Опекунские имели непостижимый воскрешающий эффект… узел вещей волочился за бабулей, как сражённая падаль, и за час до прихода к Людмиле Анатольевне располагался на детских вешалках, обслуживающие две-три вещицы…кое-что было Светкино, как и необъятные марлёвки, сшитые одной из дочерей тёти Люды на уроке труда. Элина была уверена, что за марлёвки прилагалась часть опекунских, поскольку Людмила Анатольевна расцвела и похорошела сначала незримо, а затем откровенно: как заплывший тюлень в бриллиантовом отблеске айсберга, сражала своей добротностью и незамутнённым взглядом на полудикое сочетание пожертвованных Элине толстовки и бордовой юбки, повидавшей ни одну женскую задницу семейства дочерей. Дыбится тугим калачом гордость Людмилы Анатольевны, лишь только бабушкин призрак знал о ней всё – от панталон до ранних хороводов средней дочери и воплощала с этим кладезем Броуновское движение, не зная, как подчинить себе некогда приживчивую дальнюю родственницу. Сейчас из общих интересов остались разве что марлёвки… Когда бабуле скучно, она выскакивает из одиночества, и тучность ей не помеха, оставляет свои диагнозы на диване, а невероятную бодрость посвящает искусному семейству марлёвочниц.

Невероятных размеров день тянулся как болезненный сквозняк; среди раритетных тюлей, опутавших дневной свет и тушащих так же нещадно темноту, проходили выходные дни Элины. Среди огромных диванных находок, помимо тонометра и пустых блистеров, встающих на дыбы пластиковыми гранями, угрожающими распороть каждый любопытный смелый палец, так и совсем безвинные блохи бытового мусора в виде четвертушек газет, неохотно знакомили Элину с внешним миром и возрастом, когда в полную силу распускается нечисть в душе некогда вполне нормального человека после вхождения в ранг старушки. Элине, как будущей хозяйке, полагалось знать, что и как моется, стирается, жарится с беспрецедентными толкованиями и практиками в посудомоечных и стирочных упражнениях. Потерпевшим веником, лысым, как сабля, Элина сквозь плотные пары тюли, пока не материализовался марлевый призрак, вычищала под диваном всё до последней соринки и руками не притрагивалась ни к одной дряни, о назначении которой проступало больше вопросов, нежели желания подержать в руках подозрительное сокровище. Марлёвочницы никогда не дремли… в кружок семейного рукоделья бабушка упорствовала определить Элину ради удешевлённого обновления гардероба марлей. Признание Элины в кружке однажды состоялось от щедрости авансом и также милостиво её вернули за несуразные вышивки, точно амулеты потерянной этнической народности, которая буквально воскресала из вышивок. Стоит признать, что было больше клеветы, нежели правдивого возмущения. В выходные тюль воскресала на окнах после стирочных дней; струились водопадом нелепости банты-туники и приминали взгляд к низу, и не видно было горизонта между полом и интерьерным обмороком…
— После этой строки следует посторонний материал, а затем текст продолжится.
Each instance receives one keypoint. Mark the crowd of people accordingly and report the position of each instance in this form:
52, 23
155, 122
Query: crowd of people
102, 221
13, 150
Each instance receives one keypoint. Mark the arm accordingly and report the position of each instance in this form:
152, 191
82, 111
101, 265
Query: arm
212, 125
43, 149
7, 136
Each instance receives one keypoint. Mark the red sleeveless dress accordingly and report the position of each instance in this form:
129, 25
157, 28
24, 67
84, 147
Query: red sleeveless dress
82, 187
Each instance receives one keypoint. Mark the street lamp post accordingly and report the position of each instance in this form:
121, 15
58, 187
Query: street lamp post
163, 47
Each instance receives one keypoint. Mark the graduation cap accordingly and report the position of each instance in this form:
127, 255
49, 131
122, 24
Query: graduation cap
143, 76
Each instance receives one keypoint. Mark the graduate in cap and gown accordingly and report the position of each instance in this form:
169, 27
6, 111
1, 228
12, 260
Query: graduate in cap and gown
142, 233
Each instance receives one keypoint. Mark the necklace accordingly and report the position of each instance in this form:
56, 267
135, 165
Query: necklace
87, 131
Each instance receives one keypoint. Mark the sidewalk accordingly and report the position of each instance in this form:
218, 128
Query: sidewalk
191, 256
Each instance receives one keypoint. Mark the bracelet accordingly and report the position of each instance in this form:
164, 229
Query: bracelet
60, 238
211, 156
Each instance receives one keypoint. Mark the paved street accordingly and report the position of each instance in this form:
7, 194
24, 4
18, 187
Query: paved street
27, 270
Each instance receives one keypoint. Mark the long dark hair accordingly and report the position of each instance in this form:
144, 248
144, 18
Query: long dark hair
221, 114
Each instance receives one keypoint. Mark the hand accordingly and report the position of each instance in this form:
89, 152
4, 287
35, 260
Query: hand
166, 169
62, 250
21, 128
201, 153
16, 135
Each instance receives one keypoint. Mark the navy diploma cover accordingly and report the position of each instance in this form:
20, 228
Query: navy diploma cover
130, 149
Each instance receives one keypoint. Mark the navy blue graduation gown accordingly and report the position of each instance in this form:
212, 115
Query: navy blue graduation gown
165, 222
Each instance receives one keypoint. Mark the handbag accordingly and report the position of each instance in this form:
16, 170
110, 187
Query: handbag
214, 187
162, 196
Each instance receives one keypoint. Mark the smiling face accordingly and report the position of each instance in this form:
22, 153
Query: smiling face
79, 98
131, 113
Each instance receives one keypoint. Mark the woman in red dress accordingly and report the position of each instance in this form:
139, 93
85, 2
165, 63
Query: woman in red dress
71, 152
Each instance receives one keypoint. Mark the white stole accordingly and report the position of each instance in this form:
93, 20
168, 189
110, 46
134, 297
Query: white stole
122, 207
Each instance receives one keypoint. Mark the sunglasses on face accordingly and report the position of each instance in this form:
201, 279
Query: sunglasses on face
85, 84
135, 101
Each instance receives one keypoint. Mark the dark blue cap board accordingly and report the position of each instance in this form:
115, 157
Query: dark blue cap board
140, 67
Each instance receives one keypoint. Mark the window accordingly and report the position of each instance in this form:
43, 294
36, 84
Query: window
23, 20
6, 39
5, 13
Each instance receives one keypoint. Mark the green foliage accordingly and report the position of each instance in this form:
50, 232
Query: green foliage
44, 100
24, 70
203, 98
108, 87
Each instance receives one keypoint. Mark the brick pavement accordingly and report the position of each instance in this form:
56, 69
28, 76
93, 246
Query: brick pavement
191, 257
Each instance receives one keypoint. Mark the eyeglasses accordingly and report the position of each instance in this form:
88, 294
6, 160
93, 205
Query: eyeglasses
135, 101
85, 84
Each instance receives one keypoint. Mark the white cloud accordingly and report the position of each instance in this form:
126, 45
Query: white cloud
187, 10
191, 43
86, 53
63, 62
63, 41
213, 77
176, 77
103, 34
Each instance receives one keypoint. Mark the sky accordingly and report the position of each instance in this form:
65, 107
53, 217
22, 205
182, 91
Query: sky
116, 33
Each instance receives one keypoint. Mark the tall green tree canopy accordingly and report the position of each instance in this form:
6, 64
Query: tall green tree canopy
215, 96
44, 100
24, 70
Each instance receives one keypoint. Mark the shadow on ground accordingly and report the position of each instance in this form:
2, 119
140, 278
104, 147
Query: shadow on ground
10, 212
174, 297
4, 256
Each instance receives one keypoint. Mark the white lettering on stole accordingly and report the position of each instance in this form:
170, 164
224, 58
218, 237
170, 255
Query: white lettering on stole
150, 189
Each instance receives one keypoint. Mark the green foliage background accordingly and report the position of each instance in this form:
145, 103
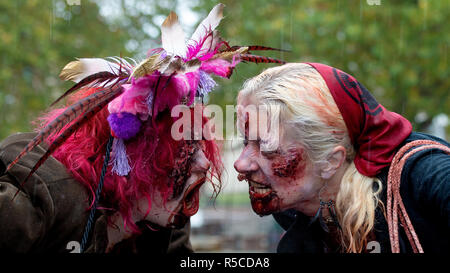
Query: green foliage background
399, 49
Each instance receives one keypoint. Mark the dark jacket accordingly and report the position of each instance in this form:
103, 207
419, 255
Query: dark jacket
425, 191
50, 211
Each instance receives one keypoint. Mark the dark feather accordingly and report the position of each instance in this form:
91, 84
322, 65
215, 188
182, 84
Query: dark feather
260, 59
63, 119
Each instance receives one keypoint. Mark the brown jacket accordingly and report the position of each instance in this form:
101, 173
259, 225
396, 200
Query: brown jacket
50, 211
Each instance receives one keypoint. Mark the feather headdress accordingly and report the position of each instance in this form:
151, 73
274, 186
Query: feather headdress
175, 73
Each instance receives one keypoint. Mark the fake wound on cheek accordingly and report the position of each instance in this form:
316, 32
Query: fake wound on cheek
290, 164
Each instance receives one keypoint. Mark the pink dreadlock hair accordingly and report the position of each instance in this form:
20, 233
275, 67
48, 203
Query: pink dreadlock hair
83, 155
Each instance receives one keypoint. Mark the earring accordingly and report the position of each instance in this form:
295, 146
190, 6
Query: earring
322, 221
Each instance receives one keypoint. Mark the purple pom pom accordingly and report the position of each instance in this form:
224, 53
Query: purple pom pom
124, 125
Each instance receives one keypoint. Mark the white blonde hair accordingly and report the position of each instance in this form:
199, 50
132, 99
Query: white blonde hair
309, 108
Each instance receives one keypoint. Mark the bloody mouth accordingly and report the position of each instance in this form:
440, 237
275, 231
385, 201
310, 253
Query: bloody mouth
263, 198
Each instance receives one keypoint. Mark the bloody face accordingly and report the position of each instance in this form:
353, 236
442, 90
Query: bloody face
187, 176
278, 179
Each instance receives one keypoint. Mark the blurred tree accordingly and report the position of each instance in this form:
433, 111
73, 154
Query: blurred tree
398, 49
39, 37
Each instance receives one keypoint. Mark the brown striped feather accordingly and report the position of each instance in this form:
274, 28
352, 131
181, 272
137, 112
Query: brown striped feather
72, 128
62, 120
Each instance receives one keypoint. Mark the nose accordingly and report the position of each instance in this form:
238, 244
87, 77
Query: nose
245, 163
201, 162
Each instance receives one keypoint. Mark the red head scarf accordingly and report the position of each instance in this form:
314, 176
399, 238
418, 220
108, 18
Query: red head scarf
374, 131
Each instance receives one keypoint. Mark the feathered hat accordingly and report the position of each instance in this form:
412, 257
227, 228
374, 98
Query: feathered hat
174, 74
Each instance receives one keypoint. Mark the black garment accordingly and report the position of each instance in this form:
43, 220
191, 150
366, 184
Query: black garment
425, 191
50, 211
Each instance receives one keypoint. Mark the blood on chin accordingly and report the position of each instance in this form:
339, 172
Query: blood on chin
264, 203
188, 206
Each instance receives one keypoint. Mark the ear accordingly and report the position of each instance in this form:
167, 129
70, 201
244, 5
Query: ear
335, 160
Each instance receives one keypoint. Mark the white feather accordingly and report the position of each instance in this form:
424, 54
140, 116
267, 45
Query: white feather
91, 66
210, 23
172, 36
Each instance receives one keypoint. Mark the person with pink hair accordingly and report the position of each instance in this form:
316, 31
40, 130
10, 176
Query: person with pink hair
105, 172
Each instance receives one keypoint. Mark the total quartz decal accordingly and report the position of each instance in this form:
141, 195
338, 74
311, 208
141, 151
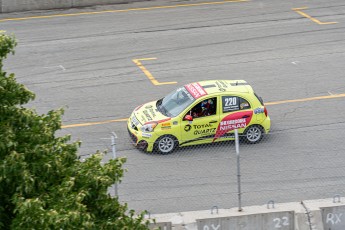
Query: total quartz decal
233, 121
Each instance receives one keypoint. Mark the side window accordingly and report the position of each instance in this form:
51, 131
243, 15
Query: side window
233, 103
204, 108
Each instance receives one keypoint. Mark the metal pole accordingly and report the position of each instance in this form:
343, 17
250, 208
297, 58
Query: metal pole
113, 147
238, 170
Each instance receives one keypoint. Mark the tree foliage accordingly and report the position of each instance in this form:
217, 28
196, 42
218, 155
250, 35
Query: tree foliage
43, 184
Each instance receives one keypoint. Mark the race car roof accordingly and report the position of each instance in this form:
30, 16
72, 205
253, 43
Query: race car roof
198, 89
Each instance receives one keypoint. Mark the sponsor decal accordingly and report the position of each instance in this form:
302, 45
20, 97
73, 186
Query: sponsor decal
259, 110
159, 121
230, 104
223, 84
148, 135
196, 90
149, 118
187, 128
204, 129
233, 121
166, 126
152, 112
204, 132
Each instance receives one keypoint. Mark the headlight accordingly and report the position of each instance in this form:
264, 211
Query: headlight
148, 127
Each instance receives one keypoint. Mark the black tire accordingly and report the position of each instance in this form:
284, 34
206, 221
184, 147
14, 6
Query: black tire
166, 144
253, 134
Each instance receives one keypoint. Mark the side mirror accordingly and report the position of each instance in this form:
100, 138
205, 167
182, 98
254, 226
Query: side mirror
188, 118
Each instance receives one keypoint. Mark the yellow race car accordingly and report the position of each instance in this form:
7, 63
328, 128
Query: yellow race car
199, 113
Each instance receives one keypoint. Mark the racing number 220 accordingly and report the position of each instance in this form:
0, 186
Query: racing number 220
230, 101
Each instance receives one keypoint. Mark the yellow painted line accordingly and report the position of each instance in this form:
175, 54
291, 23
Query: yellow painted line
306, 99
93, 123
148, 74
118, 11
299, 11
267, 103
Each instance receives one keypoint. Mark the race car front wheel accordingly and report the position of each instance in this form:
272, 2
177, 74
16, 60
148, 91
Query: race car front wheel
253, 134
166, 144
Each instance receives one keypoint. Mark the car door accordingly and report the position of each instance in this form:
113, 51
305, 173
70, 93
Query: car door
203, 126
236, 113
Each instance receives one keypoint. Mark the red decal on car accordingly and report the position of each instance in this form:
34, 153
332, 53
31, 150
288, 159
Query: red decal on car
160, 121
196, 90
233, 121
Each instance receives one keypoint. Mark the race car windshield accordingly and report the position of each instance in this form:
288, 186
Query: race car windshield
175, 102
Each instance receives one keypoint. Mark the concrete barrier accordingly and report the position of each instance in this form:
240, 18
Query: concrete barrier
161, 226
325, 214
261, 221
7, 6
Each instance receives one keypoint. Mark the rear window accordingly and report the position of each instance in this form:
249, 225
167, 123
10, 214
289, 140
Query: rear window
260, 99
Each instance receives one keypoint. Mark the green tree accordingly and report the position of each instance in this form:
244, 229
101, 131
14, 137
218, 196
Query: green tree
43, 184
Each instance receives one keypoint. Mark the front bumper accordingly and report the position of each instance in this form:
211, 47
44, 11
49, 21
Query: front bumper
141, 140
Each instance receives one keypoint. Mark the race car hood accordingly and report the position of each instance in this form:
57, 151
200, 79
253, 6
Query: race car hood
149, 113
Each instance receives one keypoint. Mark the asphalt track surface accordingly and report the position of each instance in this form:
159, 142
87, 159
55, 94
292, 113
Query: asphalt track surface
291, 52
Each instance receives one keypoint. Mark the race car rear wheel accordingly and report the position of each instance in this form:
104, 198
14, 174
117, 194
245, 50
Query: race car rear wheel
166, 144
253, 134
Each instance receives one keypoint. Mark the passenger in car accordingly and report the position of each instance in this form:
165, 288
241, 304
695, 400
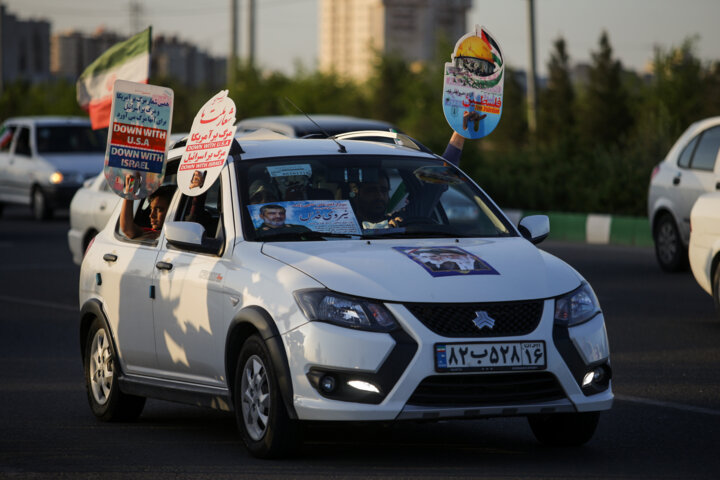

Раздобревшая бабуля жемчужной капсулой всплывает с дивана с непостижимой лёгкостью. Пластинчатость складок на марлёвке кричала о некой внутренней переменчивости: обычно всё выглажено под струнку. Общий замысел лёгкой небрежности Элине постичь не удалось: было бы хорошо, если бы бабуля решила эпатировать и задрапироваться под тюль; складки колыхались с ритмичным темпом: тряслась колба негодования, с зловещим шуршанием проплывала плиссированная слониха. От настоящего призрака бабулю отличала тлеющая теплота собственного тела, а в остальном она превосходила потусторонних жителей. Надвигающееся шуршание было едва уловимым, точно несло дурные вести из другого измерения (бабуля и при нормальной жизни была несколько иррациональна) как зарождающаяся гроза, без мокроты, но уже с запахом предстоящей катастрофы.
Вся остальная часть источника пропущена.